Officials have not decided on precisely how they might use the statute to help coal and nuclear plants — if they even chose to do so. Because the law gives the government such wide discretion, assistance could come in the form of loans and loan guarantees or purchase commitments with the potential for direct payments to facilities. The aid also could be directed toward a single region or specific plants.

CONGRESS WOULD have little say in the matter. The administration has to notify lawmakers when the authority is invoked but doesn’t need their approval.

The issue is a priority for some of the president’s top supporters, including coal moguls Robert E. Murray and Joseph Craft of Alliance Resource Partners, who donated a million dollars to the president’s inauguration. And Trump personally directed Energy Secretary Rick Perry to find a solution, according to people present for the conversation.

Manchin said he has spoken with Trump and Perry about ways to help the coal industry, without specifically discussing this technique. “They’ve been receptive” about finding a pathway forward, Manchin said. “All of us to totally agree that national security is of the utmost importance.”

Supporters of the effort argue coal and nuclear plants are essential to delivering reliable, always-on power capable of snapping back after intense storms and emergencies.

The push is driven by concerns that electric grid reliability and resiliency are eroding, with the problem worsening since FERC rejected Perry’s first proposal. Power generators are expected to retire — or announce the retirements of — 16,200 megawatts of coal-fired and 550 megawatts of nuclear plant capacity this year, according to Bloomberg New Energy Finance.

Administration officials are trying to find an equilibrium that balances power reliability with potential cost, two people familiar with the deliberations said.

Backers of coal and nuclear power’s chief competitors — renewable energy and natural gas — are warning the administration against meddling in the market. “Recent efforts by owners of coal-fired and nuclear generators for special treatment within electric markets would lead to bad policy and negative implications for gas-fired generators,” the Independent Petroleum Association of America told Trump’s top economic adviser, Larry Kudlow, in a Wednesday letter.

Opponents within and outside of the administration argue it would be just as legally treacherous and politically fraught as the grid emergency declaration FirstEnergy Solutions is seeking.

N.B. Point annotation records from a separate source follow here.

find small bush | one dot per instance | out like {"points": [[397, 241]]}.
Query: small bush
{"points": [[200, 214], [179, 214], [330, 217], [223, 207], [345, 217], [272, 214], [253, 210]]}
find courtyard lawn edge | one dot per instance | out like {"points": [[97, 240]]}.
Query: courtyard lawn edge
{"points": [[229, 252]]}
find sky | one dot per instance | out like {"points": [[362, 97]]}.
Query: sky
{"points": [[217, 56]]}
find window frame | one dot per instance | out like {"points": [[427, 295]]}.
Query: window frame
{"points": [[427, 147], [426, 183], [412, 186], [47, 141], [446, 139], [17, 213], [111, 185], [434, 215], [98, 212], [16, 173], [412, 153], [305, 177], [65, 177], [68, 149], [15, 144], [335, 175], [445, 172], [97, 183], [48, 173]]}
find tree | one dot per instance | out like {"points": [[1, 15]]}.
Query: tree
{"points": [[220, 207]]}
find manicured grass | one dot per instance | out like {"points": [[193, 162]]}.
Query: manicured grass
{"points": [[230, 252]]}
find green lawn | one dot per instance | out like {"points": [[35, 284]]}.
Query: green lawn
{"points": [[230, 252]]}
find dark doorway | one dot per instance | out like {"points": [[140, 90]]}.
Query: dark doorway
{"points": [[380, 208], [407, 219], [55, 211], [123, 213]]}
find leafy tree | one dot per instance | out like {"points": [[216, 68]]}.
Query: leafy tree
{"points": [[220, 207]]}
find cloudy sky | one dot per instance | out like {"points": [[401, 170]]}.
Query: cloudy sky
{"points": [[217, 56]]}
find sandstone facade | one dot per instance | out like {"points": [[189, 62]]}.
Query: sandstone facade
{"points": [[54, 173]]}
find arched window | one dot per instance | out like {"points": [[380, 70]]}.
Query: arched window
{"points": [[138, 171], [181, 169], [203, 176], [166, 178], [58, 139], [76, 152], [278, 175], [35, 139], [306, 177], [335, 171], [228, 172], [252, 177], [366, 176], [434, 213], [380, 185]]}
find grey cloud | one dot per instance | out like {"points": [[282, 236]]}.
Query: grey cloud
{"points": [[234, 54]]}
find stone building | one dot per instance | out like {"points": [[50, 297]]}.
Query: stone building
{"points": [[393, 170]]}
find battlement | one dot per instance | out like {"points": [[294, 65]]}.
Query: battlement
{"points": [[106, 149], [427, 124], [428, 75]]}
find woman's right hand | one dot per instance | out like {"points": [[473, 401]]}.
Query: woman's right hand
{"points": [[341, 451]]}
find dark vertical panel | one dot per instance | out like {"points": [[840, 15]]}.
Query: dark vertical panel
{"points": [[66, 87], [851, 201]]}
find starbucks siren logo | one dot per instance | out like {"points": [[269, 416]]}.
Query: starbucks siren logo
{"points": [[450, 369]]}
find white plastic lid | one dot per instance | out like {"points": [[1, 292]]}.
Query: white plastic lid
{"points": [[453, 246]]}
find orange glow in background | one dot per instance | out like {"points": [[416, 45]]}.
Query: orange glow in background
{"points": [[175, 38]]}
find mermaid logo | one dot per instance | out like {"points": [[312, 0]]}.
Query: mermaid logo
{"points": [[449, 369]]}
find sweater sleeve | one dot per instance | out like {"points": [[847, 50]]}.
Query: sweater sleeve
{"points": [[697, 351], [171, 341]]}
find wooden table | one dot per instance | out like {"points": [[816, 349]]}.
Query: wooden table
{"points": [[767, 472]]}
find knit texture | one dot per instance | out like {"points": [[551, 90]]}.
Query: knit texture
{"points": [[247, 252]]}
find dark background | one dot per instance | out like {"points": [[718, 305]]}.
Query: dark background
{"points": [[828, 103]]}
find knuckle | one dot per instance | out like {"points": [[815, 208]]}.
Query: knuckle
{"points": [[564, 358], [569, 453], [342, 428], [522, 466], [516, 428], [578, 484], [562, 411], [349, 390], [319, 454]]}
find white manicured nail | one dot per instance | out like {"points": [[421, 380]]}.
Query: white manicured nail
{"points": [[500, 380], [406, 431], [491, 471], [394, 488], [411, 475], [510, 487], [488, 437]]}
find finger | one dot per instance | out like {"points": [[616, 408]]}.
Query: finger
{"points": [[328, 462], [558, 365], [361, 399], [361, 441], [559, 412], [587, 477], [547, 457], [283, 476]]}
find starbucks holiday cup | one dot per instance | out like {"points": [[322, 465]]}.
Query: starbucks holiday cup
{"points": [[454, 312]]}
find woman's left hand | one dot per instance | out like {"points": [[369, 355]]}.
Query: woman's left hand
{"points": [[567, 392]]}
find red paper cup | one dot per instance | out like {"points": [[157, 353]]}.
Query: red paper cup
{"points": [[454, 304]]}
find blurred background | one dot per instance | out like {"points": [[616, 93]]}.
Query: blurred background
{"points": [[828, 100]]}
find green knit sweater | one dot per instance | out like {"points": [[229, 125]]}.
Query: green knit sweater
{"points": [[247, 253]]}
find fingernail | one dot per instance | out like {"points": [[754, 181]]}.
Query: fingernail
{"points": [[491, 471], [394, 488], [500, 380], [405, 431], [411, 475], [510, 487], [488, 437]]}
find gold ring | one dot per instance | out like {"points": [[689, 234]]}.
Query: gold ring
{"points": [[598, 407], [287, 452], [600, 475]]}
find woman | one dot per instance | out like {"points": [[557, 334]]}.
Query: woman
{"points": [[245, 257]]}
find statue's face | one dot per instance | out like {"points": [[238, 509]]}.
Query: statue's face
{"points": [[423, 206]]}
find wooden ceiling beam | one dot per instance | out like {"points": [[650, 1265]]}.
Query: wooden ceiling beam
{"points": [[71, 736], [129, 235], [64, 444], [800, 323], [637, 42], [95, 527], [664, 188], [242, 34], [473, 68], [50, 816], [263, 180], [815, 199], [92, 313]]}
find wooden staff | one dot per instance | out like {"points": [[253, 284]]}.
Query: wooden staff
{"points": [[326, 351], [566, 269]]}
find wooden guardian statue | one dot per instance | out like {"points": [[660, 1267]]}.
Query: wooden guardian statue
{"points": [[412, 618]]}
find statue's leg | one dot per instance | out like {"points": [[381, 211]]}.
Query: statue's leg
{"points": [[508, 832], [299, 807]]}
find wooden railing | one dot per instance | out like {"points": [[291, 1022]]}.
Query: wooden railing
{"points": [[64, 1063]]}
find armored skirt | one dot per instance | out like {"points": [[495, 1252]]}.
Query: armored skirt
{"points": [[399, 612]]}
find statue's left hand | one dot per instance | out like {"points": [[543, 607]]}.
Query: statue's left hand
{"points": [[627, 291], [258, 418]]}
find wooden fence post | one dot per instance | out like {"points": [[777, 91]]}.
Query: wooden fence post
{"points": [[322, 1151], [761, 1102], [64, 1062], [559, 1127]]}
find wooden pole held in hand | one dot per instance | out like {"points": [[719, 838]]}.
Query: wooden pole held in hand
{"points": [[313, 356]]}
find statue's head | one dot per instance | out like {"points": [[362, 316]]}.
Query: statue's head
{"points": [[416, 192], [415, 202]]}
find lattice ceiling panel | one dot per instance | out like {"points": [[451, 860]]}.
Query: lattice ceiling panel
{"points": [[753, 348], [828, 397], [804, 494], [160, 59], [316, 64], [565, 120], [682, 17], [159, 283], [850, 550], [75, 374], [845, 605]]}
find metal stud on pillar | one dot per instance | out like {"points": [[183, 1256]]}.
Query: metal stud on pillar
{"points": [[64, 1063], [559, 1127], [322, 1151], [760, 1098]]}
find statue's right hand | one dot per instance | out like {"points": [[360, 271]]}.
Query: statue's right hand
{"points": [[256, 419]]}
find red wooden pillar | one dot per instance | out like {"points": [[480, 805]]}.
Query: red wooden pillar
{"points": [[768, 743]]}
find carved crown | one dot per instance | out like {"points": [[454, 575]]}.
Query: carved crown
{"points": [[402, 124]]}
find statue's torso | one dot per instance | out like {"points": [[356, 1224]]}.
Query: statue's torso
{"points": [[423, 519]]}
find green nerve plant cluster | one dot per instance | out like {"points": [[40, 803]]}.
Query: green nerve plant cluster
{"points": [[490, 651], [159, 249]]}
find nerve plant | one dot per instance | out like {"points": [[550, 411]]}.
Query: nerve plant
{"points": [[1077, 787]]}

The Defense Production Act “is written so broadly you could swoop in and save a facility, you could swoop in and save a company, you could swoop in and save a sector. It’s the ultimate in flexibility,” said Mike McKenna, a Republican energy strategist. “That act gives the president an enormous amount of authority, but it’s specifically premised on the idea that this stuff is essential to national security — that we’re going to war. The problem in this instance is that some might think that an approach relying on the act trivializes national security.”